Badger cull targets persistent cases of bovine TB in Wales

Badgers are set to be culled on farms in Wales where the animals are found to be contributing to long-term outbreaks of bovine tuberculosis in cattle.

Wales chief veterinary officer Christianne Glossop made the announcement at a bovine TB symposium held at Imperial College, London, on Tuesday (29 March). Badgers could be humanely killed on as many as 60 farms, she said.

Some Welsh farms had been battling TB for a decade or more and the disease needed to be treated on a farm-by-farm basis, said Prof Glossop. She added: “Those breakdowns are causing us a lot of difficulty, a lot of angst, a lot of heartbreak.”

See also: Welsh farmer pleads for action on bovine TB

Bovine TB has proved difficult to eradicate on many farms in south Pembrokeshire and along the border with England. They include dairy as well as beef farms. Bespoke action plans – including badger culling where deemed necessary – will be drawn up for each farm.

“They each need to be treated as an individual problem and we need to apply whatever is necessary on that individual farm to deal with the problem,” said Prof Glossop. “We have to think about where and if the badgers on those farms are contributing to the problem.”

Assess ‘badger situation’

Part of the plans would be to assess the “badger situation” on each individual farm.

“Where we have evidence of infected badgers, our approach for these 60 or so farms – and it is probably less than that where we need to do this – will be to humanely cull on the individual farm,” said Prof Glossop.

The action plans will also consider on-farm biosecurity, purchasing of cattle and management practices. Clearing up just one TB breakdown would make a big difference to refocusing resources towards the protection of herds that are free of TB, said Prof Glossop.
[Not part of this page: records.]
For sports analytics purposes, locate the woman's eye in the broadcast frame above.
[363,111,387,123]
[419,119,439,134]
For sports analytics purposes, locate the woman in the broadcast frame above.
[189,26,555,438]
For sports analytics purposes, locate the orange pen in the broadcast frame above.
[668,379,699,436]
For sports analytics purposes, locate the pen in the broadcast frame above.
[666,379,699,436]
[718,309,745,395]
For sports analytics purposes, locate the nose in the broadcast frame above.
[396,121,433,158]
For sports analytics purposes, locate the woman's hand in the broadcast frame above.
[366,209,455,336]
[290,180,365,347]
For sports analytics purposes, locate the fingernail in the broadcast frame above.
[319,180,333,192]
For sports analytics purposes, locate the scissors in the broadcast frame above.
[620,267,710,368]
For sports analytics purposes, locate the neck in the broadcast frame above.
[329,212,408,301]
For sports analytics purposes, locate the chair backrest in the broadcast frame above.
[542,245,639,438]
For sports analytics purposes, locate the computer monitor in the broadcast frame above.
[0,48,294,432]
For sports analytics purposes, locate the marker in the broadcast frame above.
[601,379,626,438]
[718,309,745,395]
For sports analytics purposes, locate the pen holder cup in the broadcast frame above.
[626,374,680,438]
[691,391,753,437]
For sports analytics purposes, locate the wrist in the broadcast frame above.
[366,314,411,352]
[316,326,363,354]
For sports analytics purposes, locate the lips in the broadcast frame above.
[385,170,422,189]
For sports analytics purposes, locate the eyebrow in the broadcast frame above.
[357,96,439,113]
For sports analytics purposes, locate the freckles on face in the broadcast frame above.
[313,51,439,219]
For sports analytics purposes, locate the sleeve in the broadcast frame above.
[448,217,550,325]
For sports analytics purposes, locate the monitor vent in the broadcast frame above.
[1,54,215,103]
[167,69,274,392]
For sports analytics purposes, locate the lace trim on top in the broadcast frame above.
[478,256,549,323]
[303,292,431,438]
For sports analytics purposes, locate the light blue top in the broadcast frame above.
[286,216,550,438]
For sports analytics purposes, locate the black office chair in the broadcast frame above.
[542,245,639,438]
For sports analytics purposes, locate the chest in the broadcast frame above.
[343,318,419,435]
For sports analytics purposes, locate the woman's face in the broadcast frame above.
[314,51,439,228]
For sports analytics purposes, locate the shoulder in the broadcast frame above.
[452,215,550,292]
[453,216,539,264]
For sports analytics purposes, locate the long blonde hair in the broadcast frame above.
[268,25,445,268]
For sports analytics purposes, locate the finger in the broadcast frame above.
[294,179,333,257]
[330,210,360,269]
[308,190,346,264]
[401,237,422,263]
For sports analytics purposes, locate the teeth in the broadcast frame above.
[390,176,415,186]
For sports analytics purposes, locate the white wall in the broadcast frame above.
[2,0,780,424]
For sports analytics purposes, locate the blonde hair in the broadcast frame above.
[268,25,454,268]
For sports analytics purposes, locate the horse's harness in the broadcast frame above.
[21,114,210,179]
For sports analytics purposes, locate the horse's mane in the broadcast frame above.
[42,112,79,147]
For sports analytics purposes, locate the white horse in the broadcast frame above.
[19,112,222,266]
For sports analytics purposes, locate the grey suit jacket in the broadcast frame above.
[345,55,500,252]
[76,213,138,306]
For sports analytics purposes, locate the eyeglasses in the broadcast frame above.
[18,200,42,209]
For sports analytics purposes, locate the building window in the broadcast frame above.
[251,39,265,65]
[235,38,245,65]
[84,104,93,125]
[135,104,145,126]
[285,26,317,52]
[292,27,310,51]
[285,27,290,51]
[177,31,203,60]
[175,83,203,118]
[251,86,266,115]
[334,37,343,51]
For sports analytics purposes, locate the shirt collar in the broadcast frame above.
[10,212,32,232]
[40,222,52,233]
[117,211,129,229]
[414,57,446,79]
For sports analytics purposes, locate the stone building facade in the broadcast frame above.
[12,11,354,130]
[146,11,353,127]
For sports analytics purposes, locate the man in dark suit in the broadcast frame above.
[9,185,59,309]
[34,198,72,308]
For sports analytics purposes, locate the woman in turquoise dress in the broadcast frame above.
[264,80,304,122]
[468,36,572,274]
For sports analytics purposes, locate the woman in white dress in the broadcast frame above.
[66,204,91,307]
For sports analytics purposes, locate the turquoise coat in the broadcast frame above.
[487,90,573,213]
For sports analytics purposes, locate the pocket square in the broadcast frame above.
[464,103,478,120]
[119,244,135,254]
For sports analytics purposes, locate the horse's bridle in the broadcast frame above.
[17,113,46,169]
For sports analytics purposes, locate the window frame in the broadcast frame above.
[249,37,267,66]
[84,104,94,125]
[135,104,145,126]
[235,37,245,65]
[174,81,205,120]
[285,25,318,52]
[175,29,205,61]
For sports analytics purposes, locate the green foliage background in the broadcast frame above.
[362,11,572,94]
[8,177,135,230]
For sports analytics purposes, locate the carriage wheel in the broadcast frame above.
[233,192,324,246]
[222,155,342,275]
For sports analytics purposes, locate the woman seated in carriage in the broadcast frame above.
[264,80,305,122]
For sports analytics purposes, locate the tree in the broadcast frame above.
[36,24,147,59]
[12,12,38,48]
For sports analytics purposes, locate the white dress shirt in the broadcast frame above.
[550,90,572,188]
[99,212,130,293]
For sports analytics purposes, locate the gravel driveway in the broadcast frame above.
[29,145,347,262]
Professor Rosie Woodroffe, who also spoke at the symposium, suggested localised badger culls could make the TB situation worse, rather than better.

Recent research suggested that targeted culling of badgers on a small scale disrupted local populations, encouraging infected animals that weren’t killed to range over a wider area, spreading TB as they did so, the symposium was told.

Cattle-based TB measures come into force

Measures to improve the control of bovine TB in high-risk areas come into force in England from 1 April.

Compulsory interferon gamma testing will be rolled out in all herds with fully confirmed TB breakdowns, initially focusing on areas where badger culls have operated for at least two years.

At the same time, a more “severe interpretation” for skin tests on traced cattle aims to reduce the chance of missing infected animals moved onto holdings in England from herds where there has previously been a TB breakdown.

Livestock movements from one TB breakdown herd to another will only be considered where the destination herd is due to have at least two short-interval tests with severe interpretation. This will not apply to cattle moving to slaughter, either directly or via approved finishing units.

Meanwhile, the scheduling of short-interval tests in TB breakdown herds is to be harmonised. A more consistent and rigorous approach is being introduced, where the short-interval test will take place at least 60 days after removal of reactors in all cases.